The FDA approval of finerenone was based on the positive results of the pivotal Phase III FIDELIO-DKD study, which was presented at the American Society of Nephrology’s (ASN) Kidney Week Reimagined 2020 and simultaneously published in the New England Journal of Medicine in October 2020, and follows the FDA’s Priority Review designation in January 2021.
The FIDELIO-DKD Phase III trial is the first large contemporary positive outcomes study in patients with Chronic Kidney Disease and Type 2 Diabetes with a primary composite endpoint consisting solely of kidney-specific outcomes. It is also a component of the largest global Phase III clinical trial program in CKD and T2D to date.
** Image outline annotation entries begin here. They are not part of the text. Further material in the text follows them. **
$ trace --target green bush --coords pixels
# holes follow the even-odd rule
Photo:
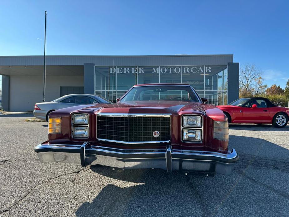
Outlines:
[[[281,104],[282,106],[288,105],[288,100],[286,96],[284,95],[270,95],[267,97],[272,103],[283,103]]]

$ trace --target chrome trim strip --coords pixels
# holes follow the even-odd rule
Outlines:
[[[108,142],[113,142],[118,143],[126,144],[146,144],[152,143],[164,143],[169,142],[172,139],[172,118],[171,116],[172,114],[130,114],[129,113],[97,113],[96,115],[96,135],[97,139],[101,141]],[[156,117],[156,118],[170,118],[170,140],[166,141],[140,141],[140,142],[125,142],[124,141],[119,141],[116,140],[111,139],[99,139],[97,137],[97,116],[112,116],[117,117]]]
[[[35,147],[35,149],[40,150],[47,148],[59,149],[80,149],[81,145],[67,145],[61,144],[40,144]]]
[[[97,116],[113,116],[117,117],[155,117],[157,118],[170,118],[172,114],[130,114],[121,113],[102,113],[97,114]]]
[[[172,145],[169,146],[167,149],[166,154],[166,161],[167,163],[167,171],[170,173],[172,169]]]
[[[111,140],[110,139],[97,139],[100,141],[104,142],[115,142],[122,144],[146,144],[149,143],[164,143],[169,142],[170,140],[167,140],[164,141],[148,141],[147,142],[124,142],[123,141],[119,141],[117,140]]]
[[[157,152],[157,151],[159,151],[161,150],[162,151],[164,151],[165,152],[166,149],[119,149],[116,148],[110,148],[108,147],[105,147],[104,146],[100,146],[99,145],[92,145],[91,146],[92,147],[96,147],[97,148],[100,148],[100,149],[112,149],[112,150],[120,150],[121,151],[140,151],[142,150],[143,150],[145,151],[147,151],[148,150],[151,151],[152,152]],[[145,151],[144,152],[146,152]]]
[[[110,154],[122,154],[123,155],[137,155],[137,154],[165,154],[166,153],[166,149],[164,149],[163,151],[154,152],[154,151],[148,151],[149,150],[146,150],[146,151],[143,151],[142,152],[122,152],[117,151],[116,151],[110,150],[105,150],[102,149],[95,149],[92,148],[87,149],[86,150],[92,150],[94,151],[97,151],[105,153],[109,153]],[[97,146],[94,146],[97,147]],[[122,149],[123,150],[125,150],[125,149]],[[145,150],[143,150],[145,151]]]
[[[53,149],[59,149],[63,150],[67,150],[69,151],[71,149],[80,150],[81,147],[85,148],[88,146],[89,142],[86,142],[82,145],[72,144],[40,144],[35,147],[35,149],[41,149],[47,148]],[[97,145],[92,145],[88,148],[86,148],[86,150],[94,150],[102,152],[105,153],[117,154],[124,155],[127,154],[166,154],[168,150],[170,149],[172,155],[175,154],[180,154],[184,155],[197,156],[215,157],[220,158],[223,159],[232,159],[237,157],[237,154],[236,150],[232,149],[230,153],[224,154],[220,152],[213,151],[197,151],[188,150],[181,150],[179,149],[172,149],[170,146],[167,148],[165,149],[122,149],[104,147],[103,146]],[[111,150],[110,150],[111,149]],[[129,151],[129,152],[126,152]],[[173,159],[174,159],[174,158]]]
[[[237,155],[237,152],[232,149],[231,153],[223,154],[216,152],[203,151],[193,151],[190,150],[182,150],[175,149],[173,151],[172,154],[178,154],[184,155],[193,155],[196,156],[206,156],[215,157],[223,159],[233,159]]]

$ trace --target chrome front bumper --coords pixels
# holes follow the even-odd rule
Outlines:
[[[233,149],[226,154],[214,152],[163,149],[123,149],[86,142],[82,145],[44,143],[35,147],[41,163],[99,164],[129,169],[158,168],[175,170],[231,174],[239,156]]]

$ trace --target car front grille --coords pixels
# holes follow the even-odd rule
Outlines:
[[[170,140],[170,114],[100,113],[97,121],[99,140],[137,144],[167,142]]]

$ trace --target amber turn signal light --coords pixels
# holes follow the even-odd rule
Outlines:
[[[48,120],[48,133],[59,134],[61,132],[61,118],[49,118]]]

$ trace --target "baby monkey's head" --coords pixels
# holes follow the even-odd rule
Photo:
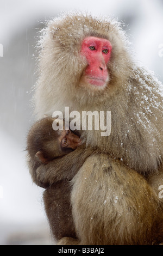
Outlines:
[[[42,163],[73,151],[81,143],[79,137],[69,127],[63,130],[53,130],[53,123],[55,120],[51,117],[42,118],[34,124],[28,133],[27,150],[32,157]]]

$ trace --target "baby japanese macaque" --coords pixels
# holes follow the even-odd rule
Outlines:
[[[53,130],[53,123],[55,120],[51,117],[42,118],[29,132],[27,150],[34,166],[62,156],[73,151],[81,143],[79,137],[69,127],[63,130]]]

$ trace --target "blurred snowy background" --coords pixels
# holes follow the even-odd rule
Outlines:
[[[32,184],[24,150],[33,121],[30,100],[36,81],[37,32],[45,20],[72,10],[118,17],[135,58],[163,81],[162,0],[0,0],[1,245],[53,242],[43,190]]]

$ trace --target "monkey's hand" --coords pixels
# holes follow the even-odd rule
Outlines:
[[[36,170],[35,183],[46,188],[61,180],[71,180],[93,151],[90,148],[86,148],[83,144],[61,157],[41,164]]]

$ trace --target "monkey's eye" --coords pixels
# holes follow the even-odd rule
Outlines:
[[[91,51],[93,51],[94,50],[95,50],[95,46],[93,46],[93,45],[92,46],[90,46],[89,47],[89,48],[91,50]]]
[[[68,135],[68,134],[70,134],[70,130],[67,130],[67,131],[66,131],[66,135]]]
[[[108,49],[104,49],[103,50],[103,52],[104,53],[105,53],[105,54],[106,54],[108,52]]]
[[[66,138],[64,138],[61,141],[61,145],[65,147],[67,145],[67,139]]]

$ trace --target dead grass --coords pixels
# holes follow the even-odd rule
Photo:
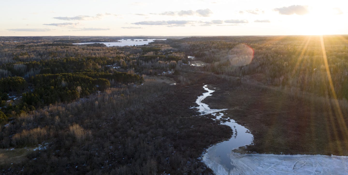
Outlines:
[[[176,83],[176,82],[173,78],[165,76],[147,75],[145,77],[145,83],[146,83],[147,82],[151,81],[155,81],[159,83],[164,83],[169,84]]]
[[[347,108],[341,108],[342,118],[329,99],[323,102],[252,86],[220,89],[204,102],[213,108],[230,109],[227,115],[250,130],[254,145],[247,151],[348,155]]]
[[[31,151],[32,149],[16,148],[12,150],[0,149],[0,165],[18,163],[25,161],[27,159],[26,155]]]

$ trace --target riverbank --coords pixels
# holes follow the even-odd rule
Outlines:
[[[343,127],[348,124],[347,109],[341,109],[342,118],[331,101],[318,103],[247,86],[216,88],[218,92],[203,102],[229,109],[227,116],[250,129],[254,144],[245,152],[348,155]]]
[[[245,128],[235,123],[232,119],[233,118],[228,116],[230,116],[230,114],[228,115],[227,109],[211,109],[208,104],[202,102],[204,101],[208,101],[205,100],[206,97],[210,97],[207,98],[209,99],[217,94],[216,93],[212,96],[212,94],[214,91],[209,89],[207,86],[205,85],[203,88],[208,92],[204,93],[202,95],[198,97],[196,102],[198,106],[196,108],[198,109],[198,112],[201,115],[205,114],[206,116],[212,115],[211,118],[213,120],[218,122],[222,116],[224,116],[224,118],[227,120],[223,120],[223,122],[222,122],[221,124],[229,125],[232,130],[234,129],[234,135],[229,140],[213,145],[204,153],[203,160],[205,163],[216,174],[307,174],[310,173],[346,174],[348,172],[348,157],[347,156],[255,153],[241,154],[236,152],[251,153],[250,151],[247,151],[248,149],[255,145],[251,144],[252,138],[248,139],[247,135],[248,134],[252,136],[252,135]],[[210,88],[216,89],[213,87]],[[238,89],[237,88],[235,90]],[[230,93],[228,93],[228,94],[229,95]],[[224,95],[225,96],[228,96],[227,94]],[[226,103],[224,104],[226,104]],[[235,109],[234,108],[232,110]],[[232,115],[233,115],[233,113]],[[258,131],[259,131],[254,130],[252,132],[257,133]],[[239,134],[238,135],[237,133]],[[240,134],[243,135],[240,136]],[[286,138],[284,138],[286,139]],[[246,147],[240,147],[240,149],[238,149],[238,147],[245,145],[247,145],[247,149],[243,149]],[[257,147],[257,146],[255,147]],[[234,149],[235,149],[233,150]],[[280,153],[283,154],[283,153],[281,152]]]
Finerenone has also been submitted for marketing authorization in the European Union (EU), China, and a number of other countries around the world, and these applications are currently being reviewed.
Bylvay (odevixibat) is the first drug approved in the United States for Pruritus treatment in all subtypes of Progressive Familial Intrahepatic Cholestasis (PFIC). Bylvay is a non-systemic, once-daily ileal bile acid transport inhibitor that acts locally in the small intestine.
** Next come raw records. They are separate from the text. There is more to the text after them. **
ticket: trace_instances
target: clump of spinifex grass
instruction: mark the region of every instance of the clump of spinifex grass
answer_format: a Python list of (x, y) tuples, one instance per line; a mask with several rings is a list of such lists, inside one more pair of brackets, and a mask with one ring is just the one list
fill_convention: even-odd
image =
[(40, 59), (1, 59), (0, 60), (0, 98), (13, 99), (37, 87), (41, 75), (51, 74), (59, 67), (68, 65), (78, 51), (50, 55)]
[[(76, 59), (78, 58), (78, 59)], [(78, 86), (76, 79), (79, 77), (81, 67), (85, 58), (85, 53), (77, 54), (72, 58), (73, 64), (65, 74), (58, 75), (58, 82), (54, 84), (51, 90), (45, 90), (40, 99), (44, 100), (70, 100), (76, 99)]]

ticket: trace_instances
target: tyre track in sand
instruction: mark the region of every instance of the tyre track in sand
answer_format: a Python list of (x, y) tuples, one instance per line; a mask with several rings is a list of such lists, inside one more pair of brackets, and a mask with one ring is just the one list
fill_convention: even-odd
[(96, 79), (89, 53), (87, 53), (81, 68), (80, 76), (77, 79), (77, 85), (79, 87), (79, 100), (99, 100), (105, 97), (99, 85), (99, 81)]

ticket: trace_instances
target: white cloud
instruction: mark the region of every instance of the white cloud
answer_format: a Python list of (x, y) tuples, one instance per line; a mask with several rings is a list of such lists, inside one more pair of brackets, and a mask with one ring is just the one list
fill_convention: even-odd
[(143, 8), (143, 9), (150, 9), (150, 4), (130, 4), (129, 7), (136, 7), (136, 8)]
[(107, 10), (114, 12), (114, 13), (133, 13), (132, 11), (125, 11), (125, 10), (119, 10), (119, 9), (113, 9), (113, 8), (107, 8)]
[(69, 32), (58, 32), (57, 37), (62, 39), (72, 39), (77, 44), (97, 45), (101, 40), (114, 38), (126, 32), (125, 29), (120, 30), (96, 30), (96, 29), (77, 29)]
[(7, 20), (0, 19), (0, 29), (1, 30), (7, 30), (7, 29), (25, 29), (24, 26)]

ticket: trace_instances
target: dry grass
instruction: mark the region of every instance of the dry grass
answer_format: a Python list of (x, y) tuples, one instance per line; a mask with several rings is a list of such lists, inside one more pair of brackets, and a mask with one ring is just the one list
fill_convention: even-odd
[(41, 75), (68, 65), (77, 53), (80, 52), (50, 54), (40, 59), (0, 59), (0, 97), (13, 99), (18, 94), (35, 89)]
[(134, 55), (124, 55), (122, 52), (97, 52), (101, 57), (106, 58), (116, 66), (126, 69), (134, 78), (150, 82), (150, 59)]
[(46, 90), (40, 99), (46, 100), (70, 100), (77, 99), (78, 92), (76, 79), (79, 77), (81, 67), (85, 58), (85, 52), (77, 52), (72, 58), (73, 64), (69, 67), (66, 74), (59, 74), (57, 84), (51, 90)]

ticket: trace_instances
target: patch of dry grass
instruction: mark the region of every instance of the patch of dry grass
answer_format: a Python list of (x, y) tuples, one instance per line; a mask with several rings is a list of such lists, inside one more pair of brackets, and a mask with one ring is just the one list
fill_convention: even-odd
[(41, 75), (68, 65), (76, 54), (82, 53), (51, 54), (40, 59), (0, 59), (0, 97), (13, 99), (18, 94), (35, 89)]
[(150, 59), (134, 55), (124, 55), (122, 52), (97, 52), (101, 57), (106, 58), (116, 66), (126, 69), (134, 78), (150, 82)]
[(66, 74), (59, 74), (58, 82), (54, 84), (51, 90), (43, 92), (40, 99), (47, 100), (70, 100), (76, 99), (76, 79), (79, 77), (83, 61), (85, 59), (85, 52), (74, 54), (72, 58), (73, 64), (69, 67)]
Bylvay manufactured by Albireo Pharma received FDA approval in July. The FDA approval of Bylvay was supported by data from PEDFIC 1 and PEDFIC 2, the largest, global, Phase 3 trials ever conducted in PFIC. Bylvay met both its primary endpoints of pruritus (p=0.004) and serum bile acid (p=0.003) in PEDFIC 1, a randomized, double-blind, placebo-controlled study, and was well tolerated, with a very low incidence of diarrhea/frequent bowel movements (9.5 percent of treated patients vs. 5.0 percent of placebo patients). PEDFIC 2, a long-term, open-label Phase 3 extension study, found that Bylvay delivered sustained reductions in serum bile acids as well as improvements in pruritus assessments, growth, and other liver function markers in patients treated for up to 48 weeks. Bylvay was well tolerated in both studies, with diarrhea/frequent stools being the most common treatment-related gastrointestinal adverse events. There were no serious side effects associated with the treatment.
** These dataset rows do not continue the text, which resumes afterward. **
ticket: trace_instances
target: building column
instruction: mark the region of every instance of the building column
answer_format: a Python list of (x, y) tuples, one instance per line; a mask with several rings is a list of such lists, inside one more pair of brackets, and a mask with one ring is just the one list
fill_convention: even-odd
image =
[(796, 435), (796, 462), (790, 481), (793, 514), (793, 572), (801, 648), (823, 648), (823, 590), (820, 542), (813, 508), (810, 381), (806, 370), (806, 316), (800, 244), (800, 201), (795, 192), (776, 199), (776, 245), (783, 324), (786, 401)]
Albireo launched Bylvay immediately in order to help patients and families affected by PFIC. Bylvay is recommended to be taken once daily in the morning with a meal at a dose of 40 mcg/kg. If the clinical response is insufficient after three months, the dosage may be increased in 40 mcg/kg increments up to 120 mcg/kg once daily, not to exceed a total daily dose of 6 mg. The medication is only available with a prescription, and treatment should be initiated and overseen by a doctor with experience in the management of PFIC.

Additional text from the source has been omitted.